Sun/Solaris Cluster 3.0/3.1: How to fix wrong DID entries after a disk replacement [ID 1007674.1] |
|
|
修改时间 29-AUG-2011 类型 PROBLEM 移植的 ID 210631 状态 PUBLISHED |
|
Applies to: Solaris Cluster - Version: 3.0 and later [Release: 3.0 and later ]
All Platforms
SymptomsThis document explains what to do if you are unable to bring a device group online and the messages show the following:
Dec 13 19:58:21 cronos SC[SUNW.HAStoragePlus,MSG01-RG,disk-group1,hastorageplus_prenet_start_private]: [ID 474256 daemon.info] Validations of all specified global device services complete.
Dec 13 19:58:25 cronos Cluster.Framework: [ID 801593 daemon.notice] stdout: becoming primary for disk-group1
Dec 13 19:58:26 cronos Cluster.Framework: [ID 801593 daemon.error] stderr: metaset: cronos: disk-group1: stale databases
Dec 13 19:58:26 cronos Cluster.Framework: [ID 801593 daemon.notice] stdout: Stale database for diskset disk-group1
Dec 13 19:58:30 cronos SC[SUNW.HAStoragePlus,MSG01-RG,disk-group1,hastorageplus_prenet_start_private]: [ID 500133 daemon.warning] Device switchover of global service disk-group1 associated with path /global/dbcal to this node failed: Node failed to become the primary.
Dec 13 19:58:34 cronos Cluster.Framework: [ID 801593 daemon.notice] stdout: becoming primary for disk-group1
Dec 13 19:58:34 cronos Cluster.Framework: [ID 801593 daemon.error] stderr: metaset: cronos: disk-group1: stale databases
Dec 13 19:58:34 cronos Cluster.Framework: [ID 801593 daemon.notice] stdout: Stale database for diskset disk-group1
Dec 13 19:58:38 cronos SC[SUNW.HAStoragePlus,MSG01-RG,disk-group1,hastorageplus_prenet_start_private]: [ID 500133 daemon.warning] Device switchover of global service disk-group1 associated with path /global/jes1 to this node failed: Node failed to become the primary.
Also it is possible that scdidadm -c complained about dids changed/missing.
Changes
CauseTypically, this problem happens after replacement of a bad disk, without following the right procedure. The right procedure to replace a bad disk with SVM/Disk Suite and Cluster 3.x is detailed in Technical Instruction Document 1004951.1 - Sun/Solaris Cluster 3.x: How to change SCSI JBOD disk with Solstice DiskSuite SDS // Solaris Volume Manager SVM.
For instance: following that procedure it has been forgotten to run cfgadm command on the node that does not own the diskset, let's say node2. Now when scgdevs command is run it removes node2 from the list of nodes for the did instance that corresponds to the replaced disk and adds a new did instance for node2 only.

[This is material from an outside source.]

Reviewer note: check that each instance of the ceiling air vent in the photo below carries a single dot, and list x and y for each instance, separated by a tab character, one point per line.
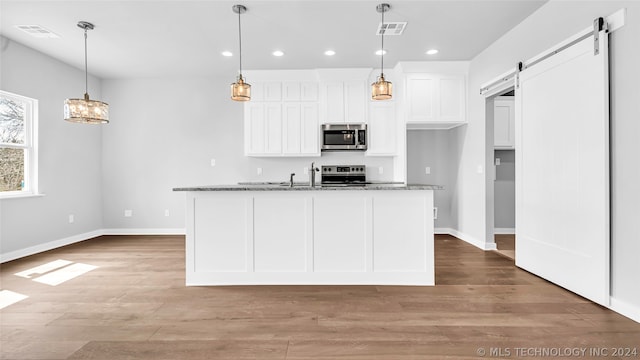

You will end up with two did instances for the same physical disk, one for each nodes. In this scenario node2 could fail to take over the diskset since in the replicas it references a did instance for which node2 has no access. As an example in the scdidadm output below you can see that did instances 13 and 37 are present for disk c3t1d0
root@node2 # /usr/cluster/bin/scdidadm -L
13 node1:/dev/rdsk/c3t1d0 /dev/did/rdsk/d13
37 node2:/dev/rdsk/c3t1d0 /dev/did/rdsk/d37
Using scdidadm command you can verify that disk id's for those dids are different
root@node1 # /usr/cluster/bin/scdidadm -o diskid -l d13
46554a495453552030304e3043344e4a2020202000000000
root@node2 # /usr/cluster/bin/scdidadm -o diskid -l d37
46554a495453552030315830383637342020202000000000
and on node1 the 'iostat -E' command returns for disk c3t1d0 a s/n different from the one returned on node2 (to find out the sd instance number of a c#t#d# disk see the "Additional Information" section)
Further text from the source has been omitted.